Abstract (from CDS):
Context. The T Tauri stars with active accretion disks show veiled photospheric spectra. This is supposedly due to non-photospheric continuum radiated by hot spots beneath the accretion shocks at stellar surface and/or chromospheric emission lines radiated by the post-shocked gas. The amount of veiling is often considered as a measure of the mass-accretion rate. Aim. We analysed high-resolution photospheric spectra of accreting T Tauri stars LkHα 321, V1331 Cyg, and AS 353A with the aim of clarifying the nature of the line-dependent veiling.

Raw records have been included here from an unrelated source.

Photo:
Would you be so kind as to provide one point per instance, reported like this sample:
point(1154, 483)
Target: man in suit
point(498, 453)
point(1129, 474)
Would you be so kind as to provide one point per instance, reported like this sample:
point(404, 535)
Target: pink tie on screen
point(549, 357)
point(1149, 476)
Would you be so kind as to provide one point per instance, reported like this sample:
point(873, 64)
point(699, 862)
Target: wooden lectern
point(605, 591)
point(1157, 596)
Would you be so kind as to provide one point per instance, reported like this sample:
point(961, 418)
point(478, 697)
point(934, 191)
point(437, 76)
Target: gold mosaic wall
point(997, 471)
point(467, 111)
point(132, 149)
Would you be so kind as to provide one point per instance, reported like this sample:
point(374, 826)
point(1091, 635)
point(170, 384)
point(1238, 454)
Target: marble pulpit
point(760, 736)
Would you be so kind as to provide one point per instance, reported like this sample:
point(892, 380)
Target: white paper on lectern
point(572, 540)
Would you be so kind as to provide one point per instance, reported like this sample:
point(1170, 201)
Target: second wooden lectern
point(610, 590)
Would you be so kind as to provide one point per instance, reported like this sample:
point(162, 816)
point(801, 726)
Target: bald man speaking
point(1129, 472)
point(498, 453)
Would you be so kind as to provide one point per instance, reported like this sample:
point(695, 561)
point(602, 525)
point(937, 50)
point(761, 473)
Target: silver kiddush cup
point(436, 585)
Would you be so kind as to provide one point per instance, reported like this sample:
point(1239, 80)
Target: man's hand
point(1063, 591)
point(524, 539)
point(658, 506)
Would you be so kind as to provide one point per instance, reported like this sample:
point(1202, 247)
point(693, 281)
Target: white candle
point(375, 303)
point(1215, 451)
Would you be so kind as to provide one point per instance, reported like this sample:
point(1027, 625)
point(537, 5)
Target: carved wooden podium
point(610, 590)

Each of these objects shows a strong emission line spectrum and powerful wind features indicating high rates of accretion and mass loss. Methods. Equivalent widths of hundreds of weak photospheric lines were measured in the observed spectra of high quality and compared with those in synthetic spectra of appropriate models of stellar atmospheres. Results. The photospheric spectra of the three T Tauri stars are highly veiled. We found that the veiling is strongly line-dependent: larger in stronger photospheric lines and weak or absent in the weakest ones. No dependence of veiling on excitation potential within 0 to 5 eV was found. Different physical processes responsible for these unusual veiling effects are discussed in the framework of the magnetospheric accretion model. Conclusions. The observed veiling has two origins: (1) an abnormal structure of stellar atmosphere heated up by the accreting matter, and (2) a non-photospheric continuum radiated by a hot spot with temperature lower than 10000K. The true level of the veiling continuum can be derived by measuring the weakest photospheric lines with equivalent widths down to ~=10mÅ. A limited spectral resolution and/or low signal-to-noise ratio results in overestimation of the veiling continuum. In the three very active stars, the veiling continuum is a minor contributor to the observed veiling, while the major contribution comes from the line-dependent veiling.